Their second try at the form, in June, 1984, was not much better. The earnings for one of the years was left off entirely, and an entry in one line was moved to another with an arrow. Finally, on June 18, 1984, Mrs. Rodriguez and Santiago went to the Social Security administration together and sat down with a Spanish-speaking employee who filled out the form on the basis of their representation that Santiago was paid $20 a week for her services for eight quarters (July 1, 1965 to June 30, 1967). The employee calculated Santiago’s quarterly earnings at $240, even though at $20 per week they should be $260, or an annual salary of $1,040.

In August, 1984, Santiago filed a request for reconsideration, which was also denied.

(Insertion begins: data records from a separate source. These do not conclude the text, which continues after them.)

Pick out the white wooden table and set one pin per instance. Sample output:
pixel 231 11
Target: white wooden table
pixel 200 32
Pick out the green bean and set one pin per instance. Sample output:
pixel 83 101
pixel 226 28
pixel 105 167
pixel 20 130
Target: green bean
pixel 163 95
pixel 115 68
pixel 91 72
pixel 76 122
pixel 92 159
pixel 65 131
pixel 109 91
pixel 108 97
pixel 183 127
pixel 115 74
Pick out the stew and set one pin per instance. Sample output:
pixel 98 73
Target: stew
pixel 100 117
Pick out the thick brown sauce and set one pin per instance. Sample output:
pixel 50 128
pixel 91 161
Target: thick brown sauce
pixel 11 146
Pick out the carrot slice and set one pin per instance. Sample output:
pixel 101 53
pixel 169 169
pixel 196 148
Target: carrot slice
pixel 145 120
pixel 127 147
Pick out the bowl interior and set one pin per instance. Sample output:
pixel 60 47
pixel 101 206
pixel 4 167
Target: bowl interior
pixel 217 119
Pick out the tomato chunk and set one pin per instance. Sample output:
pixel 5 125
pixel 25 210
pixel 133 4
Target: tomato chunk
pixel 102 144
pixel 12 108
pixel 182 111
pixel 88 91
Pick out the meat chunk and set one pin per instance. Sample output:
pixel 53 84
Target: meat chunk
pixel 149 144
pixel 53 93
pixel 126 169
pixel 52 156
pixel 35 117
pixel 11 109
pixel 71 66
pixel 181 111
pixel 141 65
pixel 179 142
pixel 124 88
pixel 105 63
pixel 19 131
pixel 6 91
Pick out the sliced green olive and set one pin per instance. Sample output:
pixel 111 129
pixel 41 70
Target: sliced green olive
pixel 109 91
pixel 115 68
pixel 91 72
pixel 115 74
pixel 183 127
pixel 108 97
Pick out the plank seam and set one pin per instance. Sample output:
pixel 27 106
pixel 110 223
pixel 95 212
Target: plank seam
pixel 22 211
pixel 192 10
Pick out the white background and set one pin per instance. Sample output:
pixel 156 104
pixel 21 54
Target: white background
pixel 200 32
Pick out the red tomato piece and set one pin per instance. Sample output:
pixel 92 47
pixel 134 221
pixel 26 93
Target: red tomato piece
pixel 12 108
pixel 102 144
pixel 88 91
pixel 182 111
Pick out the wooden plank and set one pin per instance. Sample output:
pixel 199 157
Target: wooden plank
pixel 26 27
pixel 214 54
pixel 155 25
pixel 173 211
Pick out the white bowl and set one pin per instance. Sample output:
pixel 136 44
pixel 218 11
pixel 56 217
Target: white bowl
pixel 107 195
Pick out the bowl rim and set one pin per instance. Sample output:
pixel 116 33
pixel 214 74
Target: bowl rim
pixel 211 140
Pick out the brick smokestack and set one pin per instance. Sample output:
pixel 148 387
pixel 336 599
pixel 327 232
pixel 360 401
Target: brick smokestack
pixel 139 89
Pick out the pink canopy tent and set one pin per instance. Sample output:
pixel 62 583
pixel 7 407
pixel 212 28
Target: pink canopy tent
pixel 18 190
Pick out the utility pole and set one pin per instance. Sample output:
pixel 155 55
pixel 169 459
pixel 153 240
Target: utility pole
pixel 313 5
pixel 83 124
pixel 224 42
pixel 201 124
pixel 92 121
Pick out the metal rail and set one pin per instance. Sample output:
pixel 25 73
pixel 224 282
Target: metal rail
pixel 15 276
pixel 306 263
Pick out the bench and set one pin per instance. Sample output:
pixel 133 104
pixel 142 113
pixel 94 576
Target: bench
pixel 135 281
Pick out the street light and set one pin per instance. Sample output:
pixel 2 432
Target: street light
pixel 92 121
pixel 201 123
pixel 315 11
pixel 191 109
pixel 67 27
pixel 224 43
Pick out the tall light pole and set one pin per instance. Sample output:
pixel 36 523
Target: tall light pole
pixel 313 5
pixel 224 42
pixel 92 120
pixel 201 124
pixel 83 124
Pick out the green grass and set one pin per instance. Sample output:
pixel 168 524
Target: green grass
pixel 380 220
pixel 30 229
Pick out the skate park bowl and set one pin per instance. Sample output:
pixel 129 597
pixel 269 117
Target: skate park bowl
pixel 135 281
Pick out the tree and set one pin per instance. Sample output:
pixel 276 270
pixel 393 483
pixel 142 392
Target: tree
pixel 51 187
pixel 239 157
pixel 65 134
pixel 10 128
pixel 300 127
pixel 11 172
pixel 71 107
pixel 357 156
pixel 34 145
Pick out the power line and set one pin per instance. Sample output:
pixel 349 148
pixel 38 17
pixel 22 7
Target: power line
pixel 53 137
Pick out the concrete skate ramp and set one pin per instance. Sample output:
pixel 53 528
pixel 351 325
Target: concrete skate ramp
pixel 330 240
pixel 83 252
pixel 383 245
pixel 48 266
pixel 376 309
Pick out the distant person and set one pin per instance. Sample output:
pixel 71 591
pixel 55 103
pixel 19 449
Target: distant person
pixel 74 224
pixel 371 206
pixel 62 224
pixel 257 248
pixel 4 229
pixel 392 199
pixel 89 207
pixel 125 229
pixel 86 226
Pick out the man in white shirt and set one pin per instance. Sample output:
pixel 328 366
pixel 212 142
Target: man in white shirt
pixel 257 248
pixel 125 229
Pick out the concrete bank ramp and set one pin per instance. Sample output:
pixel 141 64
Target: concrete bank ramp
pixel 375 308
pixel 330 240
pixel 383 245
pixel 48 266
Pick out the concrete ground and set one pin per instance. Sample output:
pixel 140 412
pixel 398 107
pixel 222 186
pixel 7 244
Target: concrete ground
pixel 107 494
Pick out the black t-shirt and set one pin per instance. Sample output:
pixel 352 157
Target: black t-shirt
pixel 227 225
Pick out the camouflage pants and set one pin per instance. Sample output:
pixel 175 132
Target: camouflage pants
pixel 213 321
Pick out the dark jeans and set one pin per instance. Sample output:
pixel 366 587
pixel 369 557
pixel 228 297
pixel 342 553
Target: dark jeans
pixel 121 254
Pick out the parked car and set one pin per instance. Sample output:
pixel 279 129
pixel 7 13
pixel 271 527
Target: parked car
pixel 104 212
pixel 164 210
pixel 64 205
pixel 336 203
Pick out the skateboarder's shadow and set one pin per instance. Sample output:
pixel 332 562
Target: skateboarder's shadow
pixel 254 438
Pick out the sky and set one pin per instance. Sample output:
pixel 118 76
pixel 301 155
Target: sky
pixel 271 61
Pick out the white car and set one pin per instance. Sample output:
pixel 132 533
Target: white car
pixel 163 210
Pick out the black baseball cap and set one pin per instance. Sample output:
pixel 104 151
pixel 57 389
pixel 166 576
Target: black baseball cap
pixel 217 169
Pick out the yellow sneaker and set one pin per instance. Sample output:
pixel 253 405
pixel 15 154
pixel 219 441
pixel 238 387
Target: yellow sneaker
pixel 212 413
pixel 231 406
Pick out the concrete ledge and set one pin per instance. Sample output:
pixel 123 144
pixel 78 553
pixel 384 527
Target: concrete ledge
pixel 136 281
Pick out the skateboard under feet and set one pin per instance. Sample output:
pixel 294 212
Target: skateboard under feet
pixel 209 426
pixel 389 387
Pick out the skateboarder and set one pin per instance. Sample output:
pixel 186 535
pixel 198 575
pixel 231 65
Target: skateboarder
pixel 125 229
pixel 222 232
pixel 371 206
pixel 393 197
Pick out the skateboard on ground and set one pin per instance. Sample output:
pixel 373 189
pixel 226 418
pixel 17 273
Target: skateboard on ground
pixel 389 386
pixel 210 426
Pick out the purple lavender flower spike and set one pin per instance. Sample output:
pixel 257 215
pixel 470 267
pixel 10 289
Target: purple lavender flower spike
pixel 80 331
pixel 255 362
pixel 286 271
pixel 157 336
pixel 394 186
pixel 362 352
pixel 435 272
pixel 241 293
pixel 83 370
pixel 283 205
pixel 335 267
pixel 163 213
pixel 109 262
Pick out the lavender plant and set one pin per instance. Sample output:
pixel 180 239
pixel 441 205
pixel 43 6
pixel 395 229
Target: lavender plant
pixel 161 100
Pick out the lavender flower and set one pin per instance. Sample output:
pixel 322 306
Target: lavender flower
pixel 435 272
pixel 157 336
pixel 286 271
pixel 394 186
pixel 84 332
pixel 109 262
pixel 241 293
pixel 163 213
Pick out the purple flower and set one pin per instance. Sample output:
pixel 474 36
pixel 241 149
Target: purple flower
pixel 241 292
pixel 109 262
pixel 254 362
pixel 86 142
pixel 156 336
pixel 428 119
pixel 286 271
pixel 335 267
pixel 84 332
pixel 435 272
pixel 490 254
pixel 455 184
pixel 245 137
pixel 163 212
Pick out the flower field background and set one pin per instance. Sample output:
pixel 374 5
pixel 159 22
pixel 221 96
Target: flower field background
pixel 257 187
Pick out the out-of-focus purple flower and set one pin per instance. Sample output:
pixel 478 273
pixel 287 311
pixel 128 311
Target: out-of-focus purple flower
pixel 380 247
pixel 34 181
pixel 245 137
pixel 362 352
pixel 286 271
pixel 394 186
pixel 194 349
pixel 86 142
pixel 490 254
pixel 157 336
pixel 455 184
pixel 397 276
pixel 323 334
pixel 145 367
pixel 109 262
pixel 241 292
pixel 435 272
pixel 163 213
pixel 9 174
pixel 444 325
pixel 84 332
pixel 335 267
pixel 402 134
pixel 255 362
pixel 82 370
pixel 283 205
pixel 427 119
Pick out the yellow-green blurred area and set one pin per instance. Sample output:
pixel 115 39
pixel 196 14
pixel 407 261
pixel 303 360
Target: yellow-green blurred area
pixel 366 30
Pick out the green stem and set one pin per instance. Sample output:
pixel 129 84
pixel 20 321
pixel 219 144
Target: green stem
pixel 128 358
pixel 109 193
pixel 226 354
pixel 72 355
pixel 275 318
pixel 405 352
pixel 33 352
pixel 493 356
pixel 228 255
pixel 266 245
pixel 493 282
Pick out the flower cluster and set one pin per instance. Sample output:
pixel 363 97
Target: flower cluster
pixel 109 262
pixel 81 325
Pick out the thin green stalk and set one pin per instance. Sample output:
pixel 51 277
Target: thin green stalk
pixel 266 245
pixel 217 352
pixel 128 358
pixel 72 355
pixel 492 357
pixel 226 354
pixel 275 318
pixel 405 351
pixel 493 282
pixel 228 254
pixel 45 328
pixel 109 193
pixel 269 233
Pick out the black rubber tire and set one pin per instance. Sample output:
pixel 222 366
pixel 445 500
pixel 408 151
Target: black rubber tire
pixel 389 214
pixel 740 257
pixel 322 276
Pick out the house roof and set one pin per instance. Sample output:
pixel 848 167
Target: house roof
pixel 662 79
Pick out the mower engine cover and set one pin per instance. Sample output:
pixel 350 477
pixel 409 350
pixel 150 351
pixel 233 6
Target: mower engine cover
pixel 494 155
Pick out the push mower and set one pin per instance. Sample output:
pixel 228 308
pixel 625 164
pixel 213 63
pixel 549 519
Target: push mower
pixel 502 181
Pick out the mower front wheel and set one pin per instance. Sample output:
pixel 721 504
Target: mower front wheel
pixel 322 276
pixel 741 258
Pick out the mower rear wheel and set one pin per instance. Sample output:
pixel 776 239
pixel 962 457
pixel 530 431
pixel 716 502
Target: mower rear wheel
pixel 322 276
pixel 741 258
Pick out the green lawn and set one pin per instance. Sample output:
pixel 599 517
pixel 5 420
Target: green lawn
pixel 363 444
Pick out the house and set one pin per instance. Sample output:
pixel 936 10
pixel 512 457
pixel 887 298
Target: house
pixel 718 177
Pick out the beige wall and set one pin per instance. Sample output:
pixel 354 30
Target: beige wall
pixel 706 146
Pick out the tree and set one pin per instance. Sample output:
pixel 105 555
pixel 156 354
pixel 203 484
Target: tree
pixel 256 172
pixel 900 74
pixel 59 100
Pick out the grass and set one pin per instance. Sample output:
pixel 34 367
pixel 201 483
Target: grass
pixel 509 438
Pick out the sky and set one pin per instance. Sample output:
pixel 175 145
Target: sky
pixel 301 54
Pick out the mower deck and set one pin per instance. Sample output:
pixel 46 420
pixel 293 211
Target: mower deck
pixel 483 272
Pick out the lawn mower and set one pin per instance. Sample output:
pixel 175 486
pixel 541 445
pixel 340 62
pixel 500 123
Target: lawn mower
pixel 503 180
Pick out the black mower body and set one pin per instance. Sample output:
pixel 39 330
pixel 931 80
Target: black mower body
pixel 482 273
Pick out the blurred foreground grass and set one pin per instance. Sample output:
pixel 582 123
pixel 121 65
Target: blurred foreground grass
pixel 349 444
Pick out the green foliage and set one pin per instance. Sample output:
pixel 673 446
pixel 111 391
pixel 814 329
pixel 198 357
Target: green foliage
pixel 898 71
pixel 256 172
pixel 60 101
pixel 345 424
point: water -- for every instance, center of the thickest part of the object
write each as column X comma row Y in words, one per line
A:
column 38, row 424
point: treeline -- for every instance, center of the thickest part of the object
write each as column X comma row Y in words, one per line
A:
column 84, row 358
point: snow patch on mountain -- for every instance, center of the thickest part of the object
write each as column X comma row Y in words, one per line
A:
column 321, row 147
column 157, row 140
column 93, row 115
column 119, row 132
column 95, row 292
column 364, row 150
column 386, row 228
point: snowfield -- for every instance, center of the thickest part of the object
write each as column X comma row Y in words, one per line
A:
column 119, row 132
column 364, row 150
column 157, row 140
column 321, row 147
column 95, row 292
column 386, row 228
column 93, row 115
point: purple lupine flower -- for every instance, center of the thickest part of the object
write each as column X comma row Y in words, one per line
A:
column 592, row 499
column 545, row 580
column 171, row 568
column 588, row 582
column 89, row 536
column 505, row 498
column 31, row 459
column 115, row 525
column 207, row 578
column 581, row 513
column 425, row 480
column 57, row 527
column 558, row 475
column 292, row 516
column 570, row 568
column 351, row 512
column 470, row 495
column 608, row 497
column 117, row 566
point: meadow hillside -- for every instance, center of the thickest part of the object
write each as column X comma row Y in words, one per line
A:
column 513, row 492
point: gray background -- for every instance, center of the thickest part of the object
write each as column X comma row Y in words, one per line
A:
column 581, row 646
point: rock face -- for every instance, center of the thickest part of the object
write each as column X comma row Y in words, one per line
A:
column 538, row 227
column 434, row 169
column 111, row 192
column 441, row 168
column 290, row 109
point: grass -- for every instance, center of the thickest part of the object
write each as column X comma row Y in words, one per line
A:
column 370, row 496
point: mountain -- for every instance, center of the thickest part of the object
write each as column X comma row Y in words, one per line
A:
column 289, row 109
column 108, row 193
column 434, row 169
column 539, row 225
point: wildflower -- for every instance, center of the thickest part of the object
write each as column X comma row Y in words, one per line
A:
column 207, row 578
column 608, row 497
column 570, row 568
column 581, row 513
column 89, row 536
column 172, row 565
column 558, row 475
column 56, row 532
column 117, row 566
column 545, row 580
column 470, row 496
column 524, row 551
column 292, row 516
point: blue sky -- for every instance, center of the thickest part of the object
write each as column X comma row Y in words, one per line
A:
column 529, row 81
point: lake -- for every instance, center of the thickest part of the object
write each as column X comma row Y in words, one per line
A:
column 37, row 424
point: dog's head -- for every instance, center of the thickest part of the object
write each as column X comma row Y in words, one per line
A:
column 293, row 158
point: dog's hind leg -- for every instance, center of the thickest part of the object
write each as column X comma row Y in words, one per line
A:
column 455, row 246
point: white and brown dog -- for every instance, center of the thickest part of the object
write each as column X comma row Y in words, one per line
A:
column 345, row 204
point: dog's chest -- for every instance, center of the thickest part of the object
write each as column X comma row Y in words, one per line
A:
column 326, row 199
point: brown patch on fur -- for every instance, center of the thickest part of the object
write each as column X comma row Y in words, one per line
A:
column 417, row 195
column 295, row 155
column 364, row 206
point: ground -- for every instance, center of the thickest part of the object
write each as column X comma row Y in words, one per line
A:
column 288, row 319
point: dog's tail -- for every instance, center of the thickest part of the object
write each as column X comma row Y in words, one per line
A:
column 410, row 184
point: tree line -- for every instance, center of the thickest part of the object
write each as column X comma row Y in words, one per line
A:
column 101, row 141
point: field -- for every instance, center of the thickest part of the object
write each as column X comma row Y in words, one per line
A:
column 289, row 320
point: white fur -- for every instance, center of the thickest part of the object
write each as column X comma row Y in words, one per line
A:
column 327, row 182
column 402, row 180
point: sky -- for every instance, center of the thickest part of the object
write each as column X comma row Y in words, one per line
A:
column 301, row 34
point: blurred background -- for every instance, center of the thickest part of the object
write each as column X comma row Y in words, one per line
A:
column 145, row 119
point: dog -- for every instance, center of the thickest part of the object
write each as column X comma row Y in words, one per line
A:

In explaining the denial, the Determination dated October 31,1984, implied that Santiago had Rodriguez pay the back taxes as part of a scam: “It was indicated that [Mrs. Santiago] had Mrs. Rodgriguez [sic] pay the back taxes because she wanted a fully insured status. [Santiago] had wanted to leave the country and needed income. She knew she couldn’t collect supplemental security income (SSI) when out of the country.” The “Determination” contains no reference to any evidence in support of the allegation that Santiago planned to leave the country, and none appears elsewhere in the record.

Santiago requested a hearing before an Administrative Law Judge (“ALJ”), which was held on July 30,1985.